[RFC & Patch][Implemented] Coding Guidelines

Note: We are moving the topics of this forum and it will be deleted at some point

Publish your own request for comments/change or patches for the next version of phpBB. Discuss the contributions and proposals of others. Upcoming releases are 3.2/Rhea and 3.3.
User avatar
EXreaction
Registered User
Posts: 1555
Joined: Sat Sep 10, 2005 2:15 am

Re: [RFC & Patch] Coding Guidelines

Post by EXreaction »

Putting code in forums is just a problem because our code bbcode is not nice to the formatting. There are plenty of other sites that handle plain text code perfectly (like pastebin, even letting you tab while you are in the post message box). If we were to set it up that way there wouldn't be any problem with putting code in posts or copying them from posts.

User avatar
Highway of Life
Registered User
Posts: 1399
Joined: Tue Feb 08, 2005 10:18 pm
Location: I'd love to change the World, but they won't give me the Source Code
Contact:

Re: [RFC & Patch] Coding Guidelines

Post by Highway of Life »

naderman wrote:Easily happens that you end up doing something like this without the braces. The statement is always executed, even though the formatting makes it look like it will be conditional. That's part of what I meant about braces making it absolutely unambiguous.
Okay, that makes sense. I’m all for making it a bit more fool-proof. :)
naderman wrote:It has become much more common in PHP projects and it's part of the autoloading standard for PHP 5.3.
One issue with using CamelCase is that dynamic code generation becomes a problem.
i.e.

Code: Select all

$lang = array(
    'SOMETHING_FREAKY'    => 'foo',
    'PHPBB_ROCKS'        => 'bar',
);

foreach ($ary as $key => $value)
{
    $call = strtolower($key);

    if (method_exists(self::$plugin, $call))
    {
        self::$plugin->$call;
    }
} 
With CamelCase, you would have to use two functions:

Code: Select all

foreach ($ary as $key => $value)
{
    $call = str_replace('_', '', mb_convert_case($key, MB_CASE_TITLE, 'UTF-8'));

    if (method_exists(self::$plugin, $call))
    {
        self::$plugin->$call;
    }
} 
But then you’d be better off doing...

Code: Select all

function ConvertToCamelCase($string)
{
    return str_replace('_', '', mb_convert_case($key, MB_CASE_TITLE, 'UTF-8'));
}
// [...]
foreach ($ary as $key => $value)
{
    $call = ConvertToCamelCase($string);

    if (method_exists(self::$plugin, $call))
    {
        self::$plugin->$call;
    }
} 
But in the case of 'SOME_ABR_METHOD' it simply could not be done if you use CamelCase for Identifiers. (because it would have to be SomeABRMethod instead of the lowercase some_abr_method)
The benefit of using lower_case (with underscores) for dynamic code generation is that it's easy to convert any uppercase, CamelCase or lowercase string into a method/function call by simply using strtolower().

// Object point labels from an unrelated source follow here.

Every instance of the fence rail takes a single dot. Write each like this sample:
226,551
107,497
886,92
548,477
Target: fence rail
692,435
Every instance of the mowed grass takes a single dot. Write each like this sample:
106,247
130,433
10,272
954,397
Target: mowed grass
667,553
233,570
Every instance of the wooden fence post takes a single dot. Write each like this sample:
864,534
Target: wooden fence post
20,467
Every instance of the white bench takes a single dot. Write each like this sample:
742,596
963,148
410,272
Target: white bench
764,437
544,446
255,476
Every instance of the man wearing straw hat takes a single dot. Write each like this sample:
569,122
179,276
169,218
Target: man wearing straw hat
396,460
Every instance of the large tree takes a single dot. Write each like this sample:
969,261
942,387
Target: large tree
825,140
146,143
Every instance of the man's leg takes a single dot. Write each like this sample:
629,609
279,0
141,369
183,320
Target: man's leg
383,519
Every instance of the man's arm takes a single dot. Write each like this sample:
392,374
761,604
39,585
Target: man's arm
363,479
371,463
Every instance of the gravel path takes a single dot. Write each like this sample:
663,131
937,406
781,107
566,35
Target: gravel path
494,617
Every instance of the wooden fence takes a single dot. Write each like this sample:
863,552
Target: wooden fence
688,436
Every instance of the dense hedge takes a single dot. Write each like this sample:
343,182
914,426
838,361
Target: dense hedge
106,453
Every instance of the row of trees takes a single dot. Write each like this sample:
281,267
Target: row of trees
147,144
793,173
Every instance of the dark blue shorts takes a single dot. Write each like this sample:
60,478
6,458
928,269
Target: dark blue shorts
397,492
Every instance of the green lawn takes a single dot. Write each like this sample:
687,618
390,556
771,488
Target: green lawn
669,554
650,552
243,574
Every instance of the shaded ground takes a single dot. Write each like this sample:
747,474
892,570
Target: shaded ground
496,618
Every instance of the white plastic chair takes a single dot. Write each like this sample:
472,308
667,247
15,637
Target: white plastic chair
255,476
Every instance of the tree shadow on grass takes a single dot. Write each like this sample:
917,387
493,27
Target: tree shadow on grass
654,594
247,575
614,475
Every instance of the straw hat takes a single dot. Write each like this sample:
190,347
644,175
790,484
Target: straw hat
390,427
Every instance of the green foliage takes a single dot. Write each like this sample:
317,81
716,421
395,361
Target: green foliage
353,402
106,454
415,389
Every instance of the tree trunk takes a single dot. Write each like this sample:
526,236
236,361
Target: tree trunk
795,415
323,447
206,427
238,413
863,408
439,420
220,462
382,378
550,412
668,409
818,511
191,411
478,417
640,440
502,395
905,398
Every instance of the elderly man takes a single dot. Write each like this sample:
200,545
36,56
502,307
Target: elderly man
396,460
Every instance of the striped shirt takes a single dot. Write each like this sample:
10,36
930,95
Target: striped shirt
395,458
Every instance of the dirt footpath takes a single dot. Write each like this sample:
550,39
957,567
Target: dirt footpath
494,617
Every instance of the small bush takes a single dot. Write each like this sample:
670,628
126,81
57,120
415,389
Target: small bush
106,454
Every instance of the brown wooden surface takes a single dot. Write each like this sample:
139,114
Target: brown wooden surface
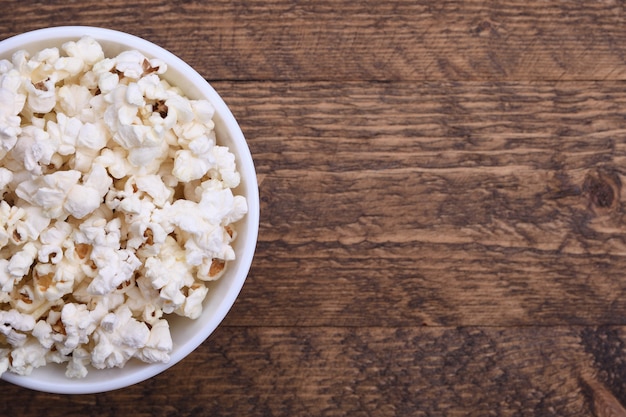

One of my pet peeves is code you can’t read or understand by quickly glancing over it. This is the reason I started using phpBB in the first place, because it had an easy-to-understand structure, you could glance at the code and understand what it was doing (there are exceptions of course, especially in the posting structure and MCP)

I have spoken with a few developers about CamelCase versus lower_case, and the only real consensus that I could come up with for why CamelCase was better is from Java(Script), C++, etc developers who said it is because that is how the core methods are written and because languages like Java don't have a visual differentiation between variables and method calls.
i.e. 'someidentifier' could be either a variable or a method call, so to simplify this, SomeIdentifier is a method, and 'someidentifier' (or some_identifier) is a variable.
But in the case of PHP, that is not necessary, because there is a difference between functions, methods and variables.
some_function(), $foo->some_method(), and $some_variable. You don’t need CamelCase to tell which is which.
jQuery solved this in JavaScript by prepending variables with $.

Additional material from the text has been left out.